One of these ways is early admission. Early admission policies allow students to apply in the fall to their favorite schools, and in return, those students must commit earlier to attend these schools. That seems harmless enough on the surface. In fact, a senior year of high school where one already has college plans sorted sounds like a lot of fun.
The problem is, information on financial aid packages is still not available until the spring. If the amount of financial aid offered could influence your decision (aka, paying full price is not an option for you), then you may not be able to commit early. This is one way that colleges can ensure they are getting students that can contribute more in tuition.
A second way is by offering merit-based scholarships rather than need-based scholarships. How could offering more scholarships be bad for poorer students? Seems crazy, right? This is how it could work. A $5000 merit-based scholarship for a student that can pay the remaining $20000 is far better for the school than offering a $20,000 need-based scholarship for a student that can only pay $5000. With that $20,000 need-based scholarship, the school can offer four $5000 merit scholarships, bringing in $80,000 in tuition.

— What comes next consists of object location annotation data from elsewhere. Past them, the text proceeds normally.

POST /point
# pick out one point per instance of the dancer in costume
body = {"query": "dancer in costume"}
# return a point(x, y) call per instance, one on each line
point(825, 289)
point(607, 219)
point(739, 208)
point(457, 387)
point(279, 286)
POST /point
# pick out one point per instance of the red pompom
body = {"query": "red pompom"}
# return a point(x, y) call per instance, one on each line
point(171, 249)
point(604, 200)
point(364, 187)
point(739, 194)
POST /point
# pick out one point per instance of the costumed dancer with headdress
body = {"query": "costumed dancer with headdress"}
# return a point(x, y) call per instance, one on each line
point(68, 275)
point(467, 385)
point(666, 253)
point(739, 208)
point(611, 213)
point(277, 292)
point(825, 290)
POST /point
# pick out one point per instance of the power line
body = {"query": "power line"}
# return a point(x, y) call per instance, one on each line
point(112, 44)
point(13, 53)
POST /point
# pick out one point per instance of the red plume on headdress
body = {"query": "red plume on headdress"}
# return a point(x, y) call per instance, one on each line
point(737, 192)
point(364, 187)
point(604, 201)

This is especially helpful for state-owned schools, where out-of-state students pay a much higher price. Giving them a merit-based scholarship may convince them to attend, when they will actually still pay much more than the average student. According to a May study by the New America Foundation, the percentage of students at private universities that received merit-based aid increased from 24% to 44% from 1995-97 to 2006-07, while the percentage receiving need-based scholarships decreased from 43% to 42%.
Along similar lines, the increase in student loan limits seems at first like a measure that should help low-income students. In reality, however, the increase in student loan limits has come with rising tuitions. There are many reasons for those rising costs, as we’ve discussed in past posts, but the net result is that low-income students graduate with much more debt than in the past. Students graduated with an average annual debt load of $35,200 this year, according to research from Fidelity Investments.
So what’s happened as a result of all this? Unsurprisingly, high-performing students from lower income backgrounds are less likely to attend prestigious schools. This has some serious consequences for those students. Similarly performing students that attend more selective universities have better chances of graduating and higher lifelong earnings.
According to research from the Georgetown Public Policy Institute, students with SAT scores of 1100-1199 that attended one of the 468 most selective schools had an 81% graduation rate, while those that attended open access two and four year schools had graduation rates of only 53%. Ten years after finishing schools, the graduates from the selective programs made $67,000 a year, on average, compared to $49,000 for those attending less selective schools.
The new ranking system that the Education Department is working on may address some of these issues. It will be tough to reach the proper balance in that ranking, as we’ve highlighted before, but it is a project worth pursuing.
For the record, the New America Report highlighted the fifteen schools below for being particularly generous in offering need-based aid, so for any of you out there looking at colleges, keep these guys in mind: Amherst College, Vassar College, Grinnell College, Williams College, MIT, Wellesley College, Cooper Union, Stanford University, University of Richmond, Pomona College, Rice University, Cornell University, Bowdoin College, Wesleyan University, and Dartmouth College.